According to another aspect of the present invention, a method of manufacturing an ink jet recording head in which plural ink jet recording heads are simultaneously manufactured using a wafer includes the steps of forming a through-hole together with a nozzle in a first area of a first wafer equivalent to a chip, joining a second wafer, provided with an electric signal input-output terminal in a second area equivalent to a chip, with the first wafer, and exposing the electric signal input-output terminal to the outside from the through-hole, and dicing and isolating a joined body composed of the first wafer and the second wafer in units of chip.
First, the ink jet recording head in which the electric signal input-output terminal is exposed outside can be efficiently manufactured by forming the through-hole to be a cut-out portion together with nozzles in the first area equivalent to a chip of the first wafer, joining the second wafer where the electric signal input-output terminal is formed in the second area equivalent to a chip and the first wafer and dicing and isolating the wafers into each chip. At this time, since the through-hole to be a cut-out portion is formed in the first area of the first wafer, dicing for forming the cut-out portion in the dicing and isolating process is not required and the manufacturing efficiency is enhanced.
In addition, since the through-hole to be a cut-out portion can be formed in the first area of the first wafer by a method different from dicing such as etching and laser beam machining, the cut-out portion can be formed in a desired position of the head so that it has a desired shape. That is, the degree of the freedom of design in the ink jet recording head is enhanced.

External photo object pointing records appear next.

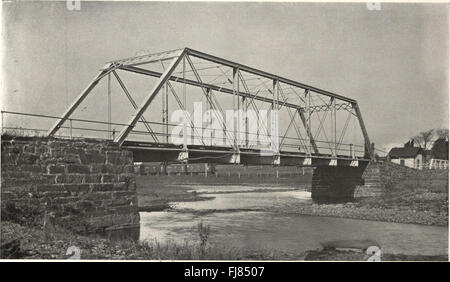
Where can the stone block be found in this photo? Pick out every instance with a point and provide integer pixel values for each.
(54, 169)
(78, 168)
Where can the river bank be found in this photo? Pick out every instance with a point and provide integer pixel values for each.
(25, 242)
(417, 205)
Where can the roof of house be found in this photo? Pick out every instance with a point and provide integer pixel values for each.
(440, 149)
(405, 152)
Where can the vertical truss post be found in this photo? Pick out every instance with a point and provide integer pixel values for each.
(333, 120)
(165, 113)
(133, 103)
(275, 109)
(109, 105)
(308, 107)
(208, 110)
(184, 105)
(312, 142)
(236, 107)
(107, 69)
(138, 113)
(368, 152)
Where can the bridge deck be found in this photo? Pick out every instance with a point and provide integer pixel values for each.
(153, 152)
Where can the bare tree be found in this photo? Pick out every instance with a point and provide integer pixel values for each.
(424, 138)
(442, 133)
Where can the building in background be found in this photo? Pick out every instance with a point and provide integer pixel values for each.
(408, 155)
(437, 157)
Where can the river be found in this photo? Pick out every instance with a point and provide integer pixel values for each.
(240, 217)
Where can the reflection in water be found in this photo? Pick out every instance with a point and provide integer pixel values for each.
(289, 234)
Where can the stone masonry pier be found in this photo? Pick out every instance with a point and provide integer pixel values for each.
(86, 186)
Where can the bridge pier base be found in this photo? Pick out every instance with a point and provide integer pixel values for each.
(331, 184)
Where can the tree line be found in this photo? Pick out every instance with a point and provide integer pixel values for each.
(426, 138)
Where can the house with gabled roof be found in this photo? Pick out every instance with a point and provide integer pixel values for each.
(408, 155)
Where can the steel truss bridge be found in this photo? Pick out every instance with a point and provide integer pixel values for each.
(314, 125)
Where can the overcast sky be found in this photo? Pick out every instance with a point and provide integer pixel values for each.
(394, 61)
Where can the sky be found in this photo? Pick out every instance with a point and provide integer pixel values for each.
(393, 61)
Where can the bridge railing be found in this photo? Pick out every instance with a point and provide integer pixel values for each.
(31, 124)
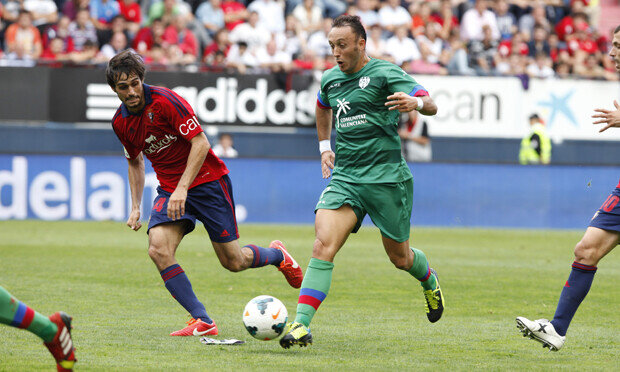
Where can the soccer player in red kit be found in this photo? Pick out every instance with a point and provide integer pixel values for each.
(193, 184)
(600, 238)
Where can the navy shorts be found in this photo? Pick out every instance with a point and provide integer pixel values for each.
(211, 203)
(608, 216)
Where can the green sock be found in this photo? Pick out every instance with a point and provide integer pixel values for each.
(17, 314)
(314, 289)
(421, 270)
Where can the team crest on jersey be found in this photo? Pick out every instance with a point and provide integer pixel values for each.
(364, 82)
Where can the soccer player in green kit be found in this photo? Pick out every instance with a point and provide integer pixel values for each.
(370, 176)
(55, 331)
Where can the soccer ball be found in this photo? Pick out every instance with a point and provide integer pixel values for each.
(265, 317)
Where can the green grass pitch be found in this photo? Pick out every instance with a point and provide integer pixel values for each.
(372, 319)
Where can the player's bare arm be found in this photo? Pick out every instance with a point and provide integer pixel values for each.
(198, 153)
(136, 184)
(405, 103)
(324, 131)
(608, 117)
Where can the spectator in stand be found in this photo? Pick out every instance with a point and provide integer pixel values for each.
(446, 18)
(401, 47)
(421, 17)
(168, 9)
(475, 19)
(416, 142)
(148, 36)
(482, 53)
(211, 16)
(317, 42)
(102, 12)
(567, 25)
(71, 7)
(117, 44)
(240, 58)
(536, 17)
(589, 67)
(55, 51)
(538, 43)
(563, 70)
(182, 41)
(274, 60)
(44, 13)
(251, 33)
(22, 39)
(270, 14)
(309, 16)
(454, 56)
(131, 11)
(580, 40)
(293, 39)
(541, 67)
(118, 24)
(429, 43)
(61, 31)
(365, 10)
(220, 44)
(86, 54)
(392, 16)
(235, 13)
(376, 46)
(82, 30)
(156, 56)
(506, 21)
(10, 11)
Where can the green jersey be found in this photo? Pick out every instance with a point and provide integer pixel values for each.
(368, 148)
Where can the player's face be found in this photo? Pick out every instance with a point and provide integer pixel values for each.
(130, 91)
(347, 49)
(614, 53)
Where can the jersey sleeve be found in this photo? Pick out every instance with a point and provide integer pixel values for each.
(180, 115)
(130, 151)
(400, 81)
(321, 98)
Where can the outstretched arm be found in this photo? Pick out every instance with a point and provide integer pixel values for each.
(136, 184)
(405, 103)
(324, 131)
(611, 118)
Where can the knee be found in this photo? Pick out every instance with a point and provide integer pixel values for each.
(158, 253)
(586, 253)
(321, 250)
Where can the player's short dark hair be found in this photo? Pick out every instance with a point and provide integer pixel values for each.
(126, 62)
(352, 21)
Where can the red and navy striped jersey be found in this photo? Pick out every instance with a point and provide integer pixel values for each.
(162, 131)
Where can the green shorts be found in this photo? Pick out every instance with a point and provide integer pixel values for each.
(388, 204)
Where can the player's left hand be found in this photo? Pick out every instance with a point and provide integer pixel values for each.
(402, 102)
(611, 118)
(176, 203)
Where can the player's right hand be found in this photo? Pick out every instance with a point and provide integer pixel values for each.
(134, 220)
(327, 162)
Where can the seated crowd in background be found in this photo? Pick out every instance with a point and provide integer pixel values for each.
(544, 38)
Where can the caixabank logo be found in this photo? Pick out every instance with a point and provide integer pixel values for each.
(225, 100)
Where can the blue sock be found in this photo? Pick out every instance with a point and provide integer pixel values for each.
(575, 290)
(265, 256)
(181, 289)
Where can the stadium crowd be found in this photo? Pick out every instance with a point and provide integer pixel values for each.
(542, 38)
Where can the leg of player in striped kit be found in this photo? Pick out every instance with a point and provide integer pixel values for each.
(55, 331)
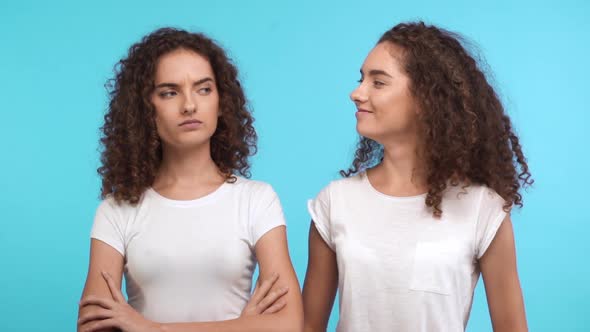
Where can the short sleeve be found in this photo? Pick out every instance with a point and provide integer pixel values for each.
(267, 213)
(490, 216)
(108, 226)
(319, 209)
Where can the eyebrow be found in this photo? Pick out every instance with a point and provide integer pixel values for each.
(174, 85)
(376, 72)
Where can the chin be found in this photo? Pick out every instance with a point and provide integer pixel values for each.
(367, 132)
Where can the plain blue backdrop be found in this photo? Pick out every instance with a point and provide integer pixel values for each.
(298, 62)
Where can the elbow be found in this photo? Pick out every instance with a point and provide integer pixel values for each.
(293, 324)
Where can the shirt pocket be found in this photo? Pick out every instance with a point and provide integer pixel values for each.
(434, 267)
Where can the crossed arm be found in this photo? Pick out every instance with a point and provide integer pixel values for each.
(278, 310)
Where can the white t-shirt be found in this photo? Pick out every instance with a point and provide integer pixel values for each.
(399, 268)
(189, 261)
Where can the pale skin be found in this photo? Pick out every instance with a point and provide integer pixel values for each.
(187, 110)
(388, 115)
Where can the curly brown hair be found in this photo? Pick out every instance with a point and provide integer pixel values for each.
(131, 147)
(468, 137)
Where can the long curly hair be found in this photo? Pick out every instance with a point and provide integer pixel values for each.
(131, 148)
(467, 136)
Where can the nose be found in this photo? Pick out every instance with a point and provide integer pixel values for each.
(358, 95)
(189, 106)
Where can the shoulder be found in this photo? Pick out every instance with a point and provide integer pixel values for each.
(252, 188)
(111, 208)
(473, 197)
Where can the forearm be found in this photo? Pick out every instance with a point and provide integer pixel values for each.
(82, 311)
(278, 322)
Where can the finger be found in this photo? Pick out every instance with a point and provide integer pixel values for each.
(271, 298)
(265, 286)
(105, 303)
(99, 325)
(97, 314)
(276, 307)
(115, 291)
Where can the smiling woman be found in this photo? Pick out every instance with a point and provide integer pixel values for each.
(179, 218)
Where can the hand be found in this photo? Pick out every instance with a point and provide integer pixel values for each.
(115, 313)
(263, 301)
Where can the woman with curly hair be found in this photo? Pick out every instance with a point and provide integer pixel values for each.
(179, 218)
(425, 206)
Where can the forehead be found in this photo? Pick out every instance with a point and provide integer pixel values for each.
(384, 56)
(181, 64)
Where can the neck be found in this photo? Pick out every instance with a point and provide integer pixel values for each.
(187, 167)
(402, 171)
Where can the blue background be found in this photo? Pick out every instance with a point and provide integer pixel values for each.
(298, 62)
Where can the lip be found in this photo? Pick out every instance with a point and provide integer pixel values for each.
(361, 111)
(190, 122)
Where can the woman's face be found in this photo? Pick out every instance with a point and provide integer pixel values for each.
(385, 106)
(186, 99)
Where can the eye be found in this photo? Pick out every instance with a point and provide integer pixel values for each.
(204, 91)
(378, 84)
(167, 94)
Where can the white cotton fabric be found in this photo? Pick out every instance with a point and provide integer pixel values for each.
(190, 261)
(400, 268)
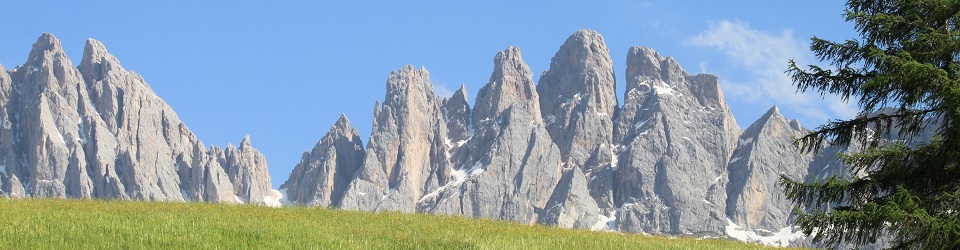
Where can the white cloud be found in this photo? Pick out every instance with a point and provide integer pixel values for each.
(764, 56)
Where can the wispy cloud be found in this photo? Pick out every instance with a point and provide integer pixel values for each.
(764, 55)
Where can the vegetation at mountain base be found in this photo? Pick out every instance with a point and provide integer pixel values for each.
(85, 224)
(908, 58)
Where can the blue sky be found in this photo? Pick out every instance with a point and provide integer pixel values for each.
(284, 71)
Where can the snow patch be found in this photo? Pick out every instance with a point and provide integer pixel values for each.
(459, 176)
(640, 124)
(605, 223)
(781, 238)
(276, 198)
(83, 132)
(735, 159)
(615, 159)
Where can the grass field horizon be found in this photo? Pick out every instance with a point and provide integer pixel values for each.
(73, 223)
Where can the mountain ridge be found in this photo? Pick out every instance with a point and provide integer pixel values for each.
(564, 150)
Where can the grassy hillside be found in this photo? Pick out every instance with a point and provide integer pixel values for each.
(83, 224)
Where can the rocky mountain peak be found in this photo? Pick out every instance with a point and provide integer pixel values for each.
(578, 101)
(510, 85)
(99, 131)
(245, 143)
(456, 111)
(765, 151)
(96, 61)
(770, 118)
(342, 122)
(46, 44)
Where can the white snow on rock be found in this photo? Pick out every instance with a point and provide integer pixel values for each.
(781, 238)
(276, 198)
(605, 223)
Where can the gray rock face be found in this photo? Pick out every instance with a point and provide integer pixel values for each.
(671, 173)
(406, 153)
(247, 169)
(322, 176)
(456, 112)
(99, 131)
(511, 169)
(671, 160)
(578, 97)
(765, 151)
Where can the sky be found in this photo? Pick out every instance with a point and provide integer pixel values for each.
(283, 71)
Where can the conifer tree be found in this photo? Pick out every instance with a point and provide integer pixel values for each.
(908, 58)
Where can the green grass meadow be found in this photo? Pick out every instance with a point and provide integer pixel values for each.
(98, 224)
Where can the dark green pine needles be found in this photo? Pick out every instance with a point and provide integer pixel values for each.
(907, 58)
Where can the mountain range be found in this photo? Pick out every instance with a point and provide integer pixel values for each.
(564, 151)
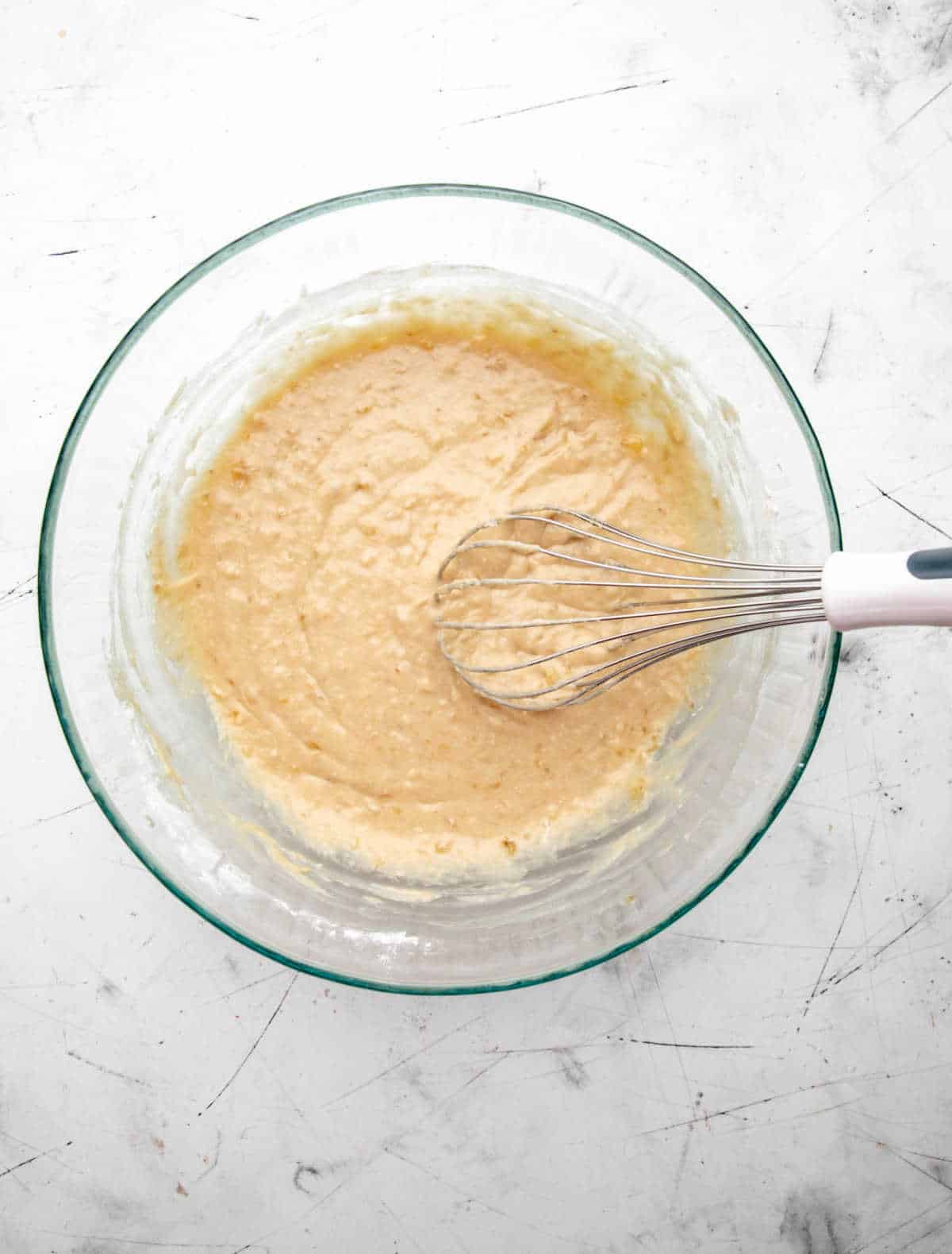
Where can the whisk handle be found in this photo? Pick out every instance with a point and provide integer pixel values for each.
(889, 590)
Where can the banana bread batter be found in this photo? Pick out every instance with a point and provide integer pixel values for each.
(301, 590)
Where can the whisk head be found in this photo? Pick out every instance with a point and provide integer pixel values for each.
(550, 607)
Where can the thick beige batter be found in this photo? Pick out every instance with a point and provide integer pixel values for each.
(301, 592)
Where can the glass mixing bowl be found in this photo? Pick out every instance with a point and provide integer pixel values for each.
(152, 759)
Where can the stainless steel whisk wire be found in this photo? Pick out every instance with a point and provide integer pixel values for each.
(751, 597)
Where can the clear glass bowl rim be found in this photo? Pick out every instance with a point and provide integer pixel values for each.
(84, 413)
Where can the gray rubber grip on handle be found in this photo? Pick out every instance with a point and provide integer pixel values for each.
(930, 564)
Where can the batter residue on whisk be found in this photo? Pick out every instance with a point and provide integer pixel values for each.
(301, 588)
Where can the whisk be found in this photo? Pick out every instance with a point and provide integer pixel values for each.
(628, 603)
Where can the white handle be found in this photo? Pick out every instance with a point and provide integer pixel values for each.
(889, 590)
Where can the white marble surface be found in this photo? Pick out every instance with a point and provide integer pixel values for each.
(775, 1071)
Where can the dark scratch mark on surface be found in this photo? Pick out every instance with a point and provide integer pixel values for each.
(255, 1044)
(823, 346)
(107, 1071)
(565, 99)
(486, 1206)
(885, 493)
(915, 1167)
(931, 1232)
(846, 975)
(811, 1221)
(24, 588)
(778, 283)
(749, 1105)
(891, 1232)
(679, 1044)
(33, 1158)
(305, 1171)
(922, 107)
(47, 817)
(401, 1063)
(572, 1068)
(835, 938)
(213, 1161)
(241, 988)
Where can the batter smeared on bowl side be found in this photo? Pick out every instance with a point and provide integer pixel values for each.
(300, 590)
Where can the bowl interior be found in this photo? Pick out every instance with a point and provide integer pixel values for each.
(149, 752)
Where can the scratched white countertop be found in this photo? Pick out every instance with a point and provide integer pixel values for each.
(774, 1072)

According to another aspect of the present invention, a method of manufacturing an ink jet recording head formed by laminating a first substrate having an individual passage for supplying ink to a nozzle, a common liquid chamber communicating with the individual passages and a through-hole for leading ink from the outside to the common liquid chamber and a second substrate in which a heater element opposite to the individual passage is formed, includes the steps of forming a groove not pierced from a first surface of the first substrate to a second surface on the reverse side by etching, and piercing the groove by thinning the substrate by etching or grinding from the second surface to form the through-hole in the common liquid chamber.
When the through-hole is formed in the first substrate, the strength of the first substrate is deteriorated, the handling of the first substrate becomes difficult and the first substrate may be broken. Then, in the invention, if a communicating port is provided to the common liquid chamber by grinding and others as a final machining process of the first substrate after the individual passage and the groove for a part of the common liquid chamber are simultaneously processed, the breakage and others of the substrate can be prevented.
Also, when a through-hole is formed in the first substrate before the individual passage is formed, gas for cooling leaks from the second surface to the first surface in processing the individual passage and the processing quality and the precision of the individual passage are deteriorated. Then, in the invention, the processing quality and the precision of the individual passage can be enhanced by forming an opening in a part of the common liquid chamber by thinning the substrate from the second surface after the individual passage is processed.